Leadership et résilience face aux crises
Henri-Claude Oyima n’a pas bâti ce succès sans affronter des tempêtes. En 2015, une crise de liquidité dans la zone CEMAC, provoquée par la chute des prix du pétrole, met sous pression les banques régionales. BGFIBank, grâce à une gestion prudente et à une capitalisation solide (ratio de solvabilité de 15 % en 2022, supérieur aux exigences de la COBAC), traverse l’épreuve sans vaciller. Oyima renforce alors les fonds propres du groupe, qui atteignent 466 milliards de FCFA en 2021, et maintient une rentabilité constante, avec un résultat net de 31 milliards de FCFA la même année.
Son leadership est également mis à l’épreuve en 2018, lorsque des allégations de mauvaise gouvernance secouent le groupe. Oyima répond par la transparence, commandant des audits externes et renforçant les mécanismes de conformité. Ces mesures restaurent la confiance des investisseurs et des régulateurs, comme en témoigne la certification ISO 9001 obtenue par plusieurs filiales dans les années suivantes.
Une empreinte panafricaine
En 2025, BGFIBank est un acteur clé dans le financement des économies africaines.
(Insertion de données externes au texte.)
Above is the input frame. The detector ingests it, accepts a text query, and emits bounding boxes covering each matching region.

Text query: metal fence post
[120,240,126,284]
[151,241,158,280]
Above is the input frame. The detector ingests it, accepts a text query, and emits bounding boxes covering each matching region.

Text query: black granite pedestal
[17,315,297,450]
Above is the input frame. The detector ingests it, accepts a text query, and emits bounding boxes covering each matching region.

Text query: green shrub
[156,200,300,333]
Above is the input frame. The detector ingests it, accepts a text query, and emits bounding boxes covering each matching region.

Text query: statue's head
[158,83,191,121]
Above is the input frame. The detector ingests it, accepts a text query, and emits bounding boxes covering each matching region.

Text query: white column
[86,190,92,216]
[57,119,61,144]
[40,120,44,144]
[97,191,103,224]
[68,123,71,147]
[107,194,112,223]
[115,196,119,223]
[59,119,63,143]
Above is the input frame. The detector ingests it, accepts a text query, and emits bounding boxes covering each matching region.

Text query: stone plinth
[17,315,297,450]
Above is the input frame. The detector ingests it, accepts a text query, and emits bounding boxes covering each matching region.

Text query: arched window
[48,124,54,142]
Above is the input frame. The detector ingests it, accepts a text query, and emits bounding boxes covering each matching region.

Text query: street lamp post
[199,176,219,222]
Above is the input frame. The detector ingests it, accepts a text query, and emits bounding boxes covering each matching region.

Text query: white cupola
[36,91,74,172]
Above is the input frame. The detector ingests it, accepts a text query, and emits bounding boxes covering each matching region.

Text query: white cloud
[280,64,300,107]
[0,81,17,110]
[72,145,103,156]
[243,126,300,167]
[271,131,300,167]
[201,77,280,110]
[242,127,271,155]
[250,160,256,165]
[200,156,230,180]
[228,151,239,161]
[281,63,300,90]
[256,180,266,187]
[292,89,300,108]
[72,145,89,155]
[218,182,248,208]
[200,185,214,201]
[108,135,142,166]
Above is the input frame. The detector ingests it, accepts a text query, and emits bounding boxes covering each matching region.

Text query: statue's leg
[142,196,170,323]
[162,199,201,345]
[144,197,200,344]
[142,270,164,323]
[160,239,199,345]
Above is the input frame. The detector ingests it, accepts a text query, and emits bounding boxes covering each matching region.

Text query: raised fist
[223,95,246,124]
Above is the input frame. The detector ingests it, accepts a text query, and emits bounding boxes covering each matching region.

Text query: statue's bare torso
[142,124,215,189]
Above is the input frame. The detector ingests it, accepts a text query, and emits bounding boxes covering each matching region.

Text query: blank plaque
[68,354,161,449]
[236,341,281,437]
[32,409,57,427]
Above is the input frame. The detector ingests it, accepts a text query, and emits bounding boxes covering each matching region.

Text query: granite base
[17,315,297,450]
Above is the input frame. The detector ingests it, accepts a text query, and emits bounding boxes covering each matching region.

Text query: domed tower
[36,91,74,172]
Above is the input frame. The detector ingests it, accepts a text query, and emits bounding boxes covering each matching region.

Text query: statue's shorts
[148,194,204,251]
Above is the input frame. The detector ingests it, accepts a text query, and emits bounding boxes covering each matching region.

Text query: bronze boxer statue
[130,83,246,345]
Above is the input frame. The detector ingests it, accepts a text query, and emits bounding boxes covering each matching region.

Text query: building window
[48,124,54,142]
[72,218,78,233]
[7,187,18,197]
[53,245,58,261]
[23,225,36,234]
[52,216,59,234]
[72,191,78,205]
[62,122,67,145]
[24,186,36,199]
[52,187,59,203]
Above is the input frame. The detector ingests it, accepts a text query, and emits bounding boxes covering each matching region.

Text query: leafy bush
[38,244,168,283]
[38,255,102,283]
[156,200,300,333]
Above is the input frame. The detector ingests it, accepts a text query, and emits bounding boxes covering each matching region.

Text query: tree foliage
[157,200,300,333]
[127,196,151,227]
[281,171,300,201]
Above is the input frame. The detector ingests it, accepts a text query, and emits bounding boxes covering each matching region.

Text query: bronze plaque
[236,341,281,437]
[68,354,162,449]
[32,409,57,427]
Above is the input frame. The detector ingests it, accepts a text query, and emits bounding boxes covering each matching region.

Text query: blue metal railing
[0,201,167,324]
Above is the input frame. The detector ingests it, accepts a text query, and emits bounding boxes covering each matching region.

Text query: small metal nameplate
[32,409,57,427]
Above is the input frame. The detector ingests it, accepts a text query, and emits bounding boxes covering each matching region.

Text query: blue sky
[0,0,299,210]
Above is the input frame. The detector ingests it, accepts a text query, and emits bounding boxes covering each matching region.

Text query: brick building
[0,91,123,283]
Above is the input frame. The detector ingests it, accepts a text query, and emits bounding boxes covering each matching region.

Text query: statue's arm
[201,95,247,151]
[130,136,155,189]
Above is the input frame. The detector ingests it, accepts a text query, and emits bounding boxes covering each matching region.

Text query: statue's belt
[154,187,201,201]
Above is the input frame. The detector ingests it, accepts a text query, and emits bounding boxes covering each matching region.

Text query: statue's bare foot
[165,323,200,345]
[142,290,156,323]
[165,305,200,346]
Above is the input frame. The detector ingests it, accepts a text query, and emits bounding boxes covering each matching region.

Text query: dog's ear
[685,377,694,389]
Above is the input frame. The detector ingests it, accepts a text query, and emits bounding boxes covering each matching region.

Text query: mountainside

Le groupe a joué un rôle déterminant dans des projets structurants, comme le barrage hydroélectrique de Nachtigal au Cameroun (420 MW), cofinancé à hauteur de 150 millions d’euros en 2020. Oyima a également positionné BGFIBank comme un partenaire des États, notamment via des émissions d’obligations souveraines, renforçant ainsi la capacité des gouvernements à mobiliser des ressources domestiques.
Sa vision s’aligne sur les ambitions de l’Agenda 2063 de l’Union africaine, qui prône l’intégration économique. Lors d’un forum bancaire à Libreville en 2022, il déclarait : « L’Afrique doit compter sur ses propres forces pour financer son développement. Les banques locales ont un rôle à jouer dans cette autonomie. » Cette philosophie se traduit par des initiatives comme le soutien aux PME, qui représentent 60 % de la clientèle de BGFIBank au Gabon.
Défis et perspectives
Malgré ses succès, Oyima fait face à des défis croissants. La concurrence s’intensifie avec l’arrivée de géants panafricains comme Ecobank ou Attijariwafa Bank dans la région. La transition énergétique, qui affecte les économies pétrolières comme le Gabon, oblige également BGFIBank à réorienter ses financements vers des secteurs durables. En 2023, le groupe a lancé une stratégie « verte », visant à allouer 20 % de son portefeuille aux projets d’énergie renouvelable d’ici 2030.
À près de 70 ans, Oyima prépare aussi l’avenir. La montée en puissance de ses enfants dans la gouvernance du groupe – notamment Kelly Oyima, directrice générale adjointe – suggère une succession familiale, une pratique courante dans les entreprises africaines. Cependant, il insiste sur la professionnalisation, avec un conseil d’administration incluant des experts indépendants.
Un héritage durable
Henri-Claude Oyima a fait de BGFIBank un symbole de la capacité africaine à produire des institutions financières compétitives. En trois décennies, il a érigé un groupe qui non seulement rivalise avec les filiales des banques étrangères, mais les dépasse dans certains marchés. Son parcours illustre une vérité essentielle : la finance africaine peut prospérer grâce à des leaders visionnaires, capables de conjuguer ambition et pragmatisme. En 2025, alors que l’Afrique cherche à mobiliser ses ressources internes, Oyima reste une référence, un bâtisseur dont l’héritage continuera d’éclairer le chemin du secteur bancaire continental.